Diversity Barriers To Entry Level Tech Policy Jobs Remain, According Public Knowledge Report
The study conducted in 2025 concluded that sustained attention will be required to improve diversity metrics.
The study conducted in 2025 concluded that sustained attention will be required to improve diversity metrics.
WASHINGTON, Feb 24, 2026 – A new study released Monday found significant and persistent barriers still remain to diversity hiring for entry level tech policy jobs.
The report, produced by Public Knowledge, a nonprofit consumer advocacy group, noted that narrow recruitment pools, bias from hiring managers, poor execution on diversity policies, among others, have led to this sustained issue.
“This study reaffirms that diversity, equity, and inclusion efforts targeted specifically at early-career roles such as internships, fellowships, entry-level hiring, and first-stage promotion pathways are foundational to shaping long-term leadership pipelines in the technology policy field,” the report said.
While the report highlighted that some progress has been made in these categories, significant work still remains to broaden diversity and execute on the hiring policy reforms made within tech these policy organizations between 2024 and 2025.

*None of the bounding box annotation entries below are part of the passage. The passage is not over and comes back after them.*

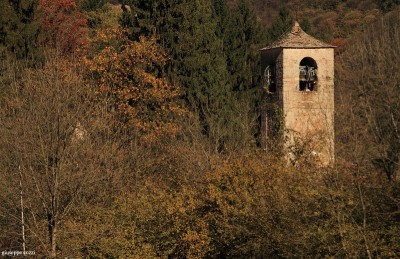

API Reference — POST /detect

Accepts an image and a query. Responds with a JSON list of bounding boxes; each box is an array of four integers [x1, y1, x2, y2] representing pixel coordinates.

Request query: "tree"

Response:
[[0, 54, 117, 258], [267, 5, 293, 43], [0, 0, 39, 58], [38, 0, 87, 54], [87, 31, 186, 143]]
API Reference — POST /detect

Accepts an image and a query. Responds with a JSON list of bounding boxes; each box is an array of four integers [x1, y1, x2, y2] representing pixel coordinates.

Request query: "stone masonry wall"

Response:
[[282, 48, 334, 164]]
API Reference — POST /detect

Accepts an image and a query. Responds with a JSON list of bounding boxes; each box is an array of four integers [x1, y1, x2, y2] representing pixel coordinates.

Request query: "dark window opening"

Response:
[[299, 57, 318, 92], [264, 66, 276, 93]]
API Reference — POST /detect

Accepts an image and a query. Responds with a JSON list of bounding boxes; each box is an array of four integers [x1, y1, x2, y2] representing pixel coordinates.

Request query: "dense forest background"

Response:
[[0, 0, 400, 258]]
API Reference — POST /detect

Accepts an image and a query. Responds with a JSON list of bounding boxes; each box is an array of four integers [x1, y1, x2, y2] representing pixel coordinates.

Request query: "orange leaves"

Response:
[[38, 0, 87, 54], [86, 30, 187, 141]]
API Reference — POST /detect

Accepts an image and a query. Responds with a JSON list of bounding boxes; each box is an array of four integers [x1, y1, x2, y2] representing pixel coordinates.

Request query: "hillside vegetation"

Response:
[[0, 0, 400, 258]]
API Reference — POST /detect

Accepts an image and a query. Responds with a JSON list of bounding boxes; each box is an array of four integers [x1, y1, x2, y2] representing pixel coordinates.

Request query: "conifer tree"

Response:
[[214, 0, 262, 91], [121, 0, 233, 151], [267, 5, 293, 43]]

The report noted that increasing pay for entry level intern positions, building sustainable partnerships with HBCUs, utilizing transferable skills over pedigree, tying DEI metrics to leadership responsibilities, publishing promotion pathways could all serve to improve metrics at these organizations.
The report surveyed “13 technology policy organizations and convened 17 early-career technology policy professionals” which were studied in 2025. A previous study which looked at 30 firms between 2021 and 2024 made similar conclusions.